Actually Latour goes about his business so seriously, and digs so deep into this cultured ontology of the Moderns, that one cannot not value the book. It makes distinctions you never thought about, it really puts your mind to work, and thereby stimulates the brain like a complex musical composition. After reading you will be able to understand more complex relations. Therefore Modes of Existence is great. It is also funny in the sense of putting those who always observed others in the role of being observed. And it is crazy in its many original ideas like that of the imaginary anthropologist, or the diabolical figure of ‘Double Click’, who aims at promoting the epistemological idolatry of unmediated access to an object.

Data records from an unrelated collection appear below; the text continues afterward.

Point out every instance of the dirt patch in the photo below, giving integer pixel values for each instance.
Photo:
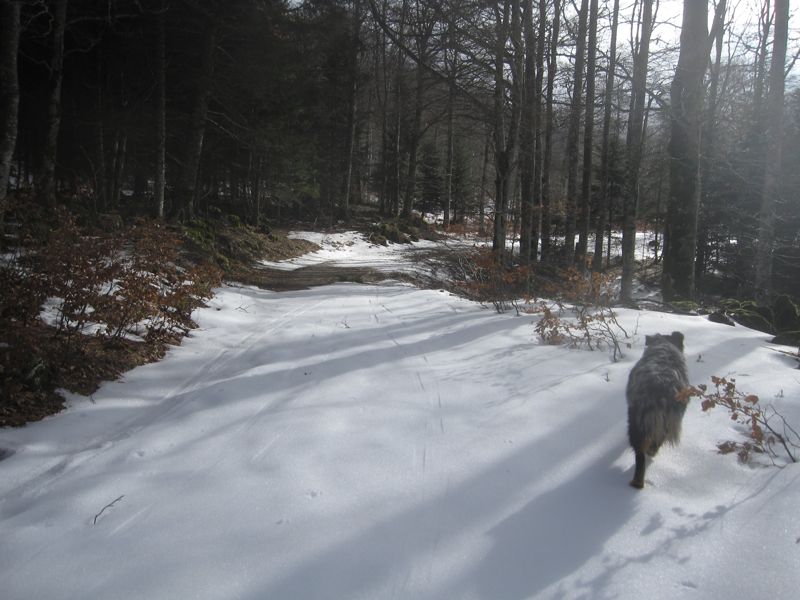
(279, 280)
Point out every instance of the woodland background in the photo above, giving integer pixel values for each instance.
(554, 120)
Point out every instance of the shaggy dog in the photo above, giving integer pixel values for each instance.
(654, 411)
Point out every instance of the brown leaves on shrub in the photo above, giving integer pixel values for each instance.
(128, 285)
(765, 428)
(483, 277)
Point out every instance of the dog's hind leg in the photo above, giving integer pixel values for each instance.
(638, 473)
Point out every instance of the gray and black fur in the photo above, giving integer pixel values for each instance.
(654, 411)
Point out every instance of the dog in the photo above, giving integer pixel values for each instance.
(655, 412)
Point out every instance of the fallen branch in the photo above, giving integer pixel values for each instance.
(109, 505)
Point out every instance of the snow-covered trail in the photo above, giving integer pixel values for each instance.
(381, 441)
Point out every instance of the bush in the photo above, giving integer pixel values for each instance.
(745, 409)
(115, 299)
(481, 276)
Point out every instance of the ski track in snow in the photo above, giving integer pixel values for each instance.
(379, 441)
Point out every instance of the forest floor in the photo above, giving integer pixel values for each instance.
(380, 441)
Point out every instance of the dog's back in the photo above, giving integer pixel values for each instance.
(654, 412)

Still, my old troubles with Latour’s project hold true. He doesn’t investigate the conditions of the negotiations he is aiming at. He doesn’t look into his own belief in the power of metaphysics – although it has become a pragmatist, speech acts kind of metaphysics. He has criticized so called postmodern thinkers for being ‘just critical’ and not doing real work to negotiate a different world. I have always thought that criticism to be unfair, for it is too early to know whether we are already ready to negotiate. Whether ‘we’ moderns are allowed to participate in the negotiation at all, and on what conditions. The real question lies hidden behind the seemingly accidental replacement, by Latour, of ‘the Moderns’ by ‘the Whites’, at the end of the book. Moderns, Westerners, Whites, Colonizers… Has the world been decolonized already? Has the reign of white mythology (made fun of by Latour in the figure of Double Click) already come to an end? Can we do anthropology at all? Should we not first accept the problems that the idea of anthropos has created? What to do with an analysis like the following: ‘To destroy the colonial world means nothing less than demolishing the colonist’s sector, burying it deep within the earth or banishing it from the territory.’ If that is true, what is there for ‘the Moderns’ to negotiate? The ‘warfront’ of modernity, as Latour calls it, then will not disappear but by the final defeat of the moderns. not by telling them that they were never really modern.

 

The citation in the final section is from The Wretched of the Earth by Frantz Fanon

White Mythology is a paper by Jacques Derrida, discussed here.

Placide Tempels was a Franciscan missionary living in the former Belgian Congo, and his work on the ontology of Bantu’s led to so many discussions about ‘African philosophy’.

Modes of Existence was published in 2013. My review (which is not a longer version of this piece, but a separate article) of it will appear in ESSSAT News and Reviews.